La exactitud del modelo es de : 0.8315384615384616
La precisión del modelo es de: 0.8527042577675489
La exhaustividad del modelo es de: 0.890625
El valor F del modelo es de: 0.871252204585538
El área bajo la curva del modelo es de: 0.9020728036653517


### **Decision Trees**

In [26]:
# Aplicación Decision Trees
from sklearn.tree import DecisionTreeClassifier
DTC = DecisionTreeClassifier(random_state=0)
DTC.fit(X_train,Y_train)

DTC_Y_prediction = DTC.predict(X_test)

In [27]:
#Metricas de Desempeño

# Accuracy
from sklearn.metrics import accuracy_score
print(f"La exactitud del modelo es de : {accuracy_score(Y_test, DTC_Y_prediction)}")

# Precision
from sklearn.metrics import precision_score
print(f"La precisión del modelo es de: {precision_score(Y_test, DTC_Y_prediction)}")

#Recall
from sklearn.metrics import recall_score
print(f"La exhaustividad del modelo es de: {recall_score(Y_test, DTC_Y_prediction)}")

# F1 Score
from sklearn.metrics import f1_score
print(f"El valor F del modelo es de: {f1_score(Y_test, DTC_Y_prediction)}")

# ROC AUC Curve
from sklearn.metrics import roc_curve, auc
class_probabilities = DTC.predict_proba(X_test)
preds = class_probabilities[:, 1]
fpr, tpr, threshold = roc_curve(Y_test, preds)
roc_auc = auc(fpr, tpr)

# Printing AUC
print(f"El área bajo la curva del modelo es de: {roc_auc}")

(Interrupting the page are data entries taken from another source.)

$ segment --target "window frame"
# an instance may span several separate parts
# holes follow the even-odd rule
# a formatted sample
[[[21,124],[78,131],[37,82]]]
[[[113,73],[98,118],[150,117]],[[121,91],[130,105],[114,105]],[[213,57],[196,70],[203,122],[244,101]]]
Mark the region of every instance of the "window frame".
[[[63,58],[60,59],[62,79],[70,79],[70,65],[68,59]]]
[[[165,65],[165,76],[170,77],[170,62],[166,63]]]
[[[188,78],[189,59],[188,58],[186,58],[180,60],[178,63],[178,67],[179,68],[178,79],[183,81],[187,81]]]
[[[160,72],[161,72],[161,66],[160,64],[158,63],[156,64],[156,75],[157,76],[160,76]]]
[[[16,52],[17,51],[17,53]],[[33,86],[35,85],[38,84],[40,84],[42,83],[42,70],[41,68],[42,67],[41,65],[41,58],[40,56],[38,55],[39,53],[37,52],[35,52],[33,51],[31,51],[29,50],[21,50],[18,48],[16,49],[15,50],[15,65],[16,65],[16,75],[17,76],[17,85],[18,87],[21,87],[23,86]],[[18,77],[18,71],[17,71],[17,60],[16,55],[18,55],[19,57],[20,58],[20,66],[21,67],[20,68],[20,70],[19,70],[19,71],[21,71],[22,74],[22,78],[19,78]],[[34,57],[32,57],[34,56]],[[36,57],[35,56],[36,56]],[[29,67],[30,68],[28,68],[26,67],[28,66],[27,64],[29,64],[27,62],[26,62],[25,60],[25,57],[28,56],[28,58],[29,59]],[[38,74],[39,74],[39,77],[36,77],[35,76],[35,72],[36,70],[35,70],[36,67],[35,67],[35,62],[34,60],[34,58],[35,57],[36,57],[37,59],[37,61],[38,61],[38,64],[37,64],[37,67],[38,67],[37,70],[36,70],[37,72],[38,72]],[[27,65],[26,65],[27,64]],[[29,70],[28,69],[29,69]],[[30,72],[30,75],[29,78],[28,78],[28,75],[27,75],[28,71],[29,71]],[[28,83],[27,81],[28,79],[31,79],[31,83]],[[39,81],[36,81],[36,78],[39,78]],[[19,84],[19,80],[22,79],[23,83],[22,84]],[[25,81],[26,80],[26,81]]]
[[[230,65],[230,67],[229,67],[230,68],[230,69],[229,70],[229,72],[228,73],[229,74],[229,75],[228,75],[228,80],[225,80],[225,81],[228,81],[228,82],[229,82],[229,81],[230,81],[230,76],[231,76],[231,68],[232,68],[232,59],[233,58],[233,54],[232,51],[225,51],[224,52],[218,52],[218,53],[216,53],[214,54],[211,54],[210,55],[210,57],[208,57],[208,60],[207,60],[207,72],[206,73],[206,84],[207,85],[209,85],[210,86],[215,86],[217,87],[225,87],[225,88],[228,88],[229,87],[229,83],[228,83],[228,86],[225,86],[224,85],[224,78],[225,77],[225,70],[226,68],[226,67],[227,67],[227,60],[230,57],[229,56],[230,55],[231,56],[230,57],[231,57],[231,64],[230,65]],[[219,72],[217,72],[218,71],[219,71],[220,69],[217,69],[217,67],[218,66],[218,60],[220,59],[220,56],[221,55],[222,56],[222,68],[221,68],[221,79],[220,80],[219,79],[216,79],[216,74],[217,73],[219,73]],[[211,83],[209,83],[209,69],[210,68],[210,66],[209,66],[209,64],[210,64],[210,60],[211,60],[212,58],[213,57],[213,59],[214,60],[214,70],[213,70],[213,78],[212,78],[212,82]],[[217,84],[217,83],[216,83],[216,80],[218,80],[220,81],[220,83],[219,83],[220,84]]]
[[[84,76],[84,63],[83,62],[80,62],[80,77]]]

La exactitud del modelo es de : 0.78
La precisión del modelo es de: 0.8242280285035629
La exhaustividad del modelo es de: 0.8341346153846154
El valor F del modelo es de: 0.8291517323775389
El área bajo la curva del modelo es de: 0.7589476495726496


### **Conclusiones Clasificación**

En líneas generales se observa un mejor desempeño del algoritmo por bosque aleatorio.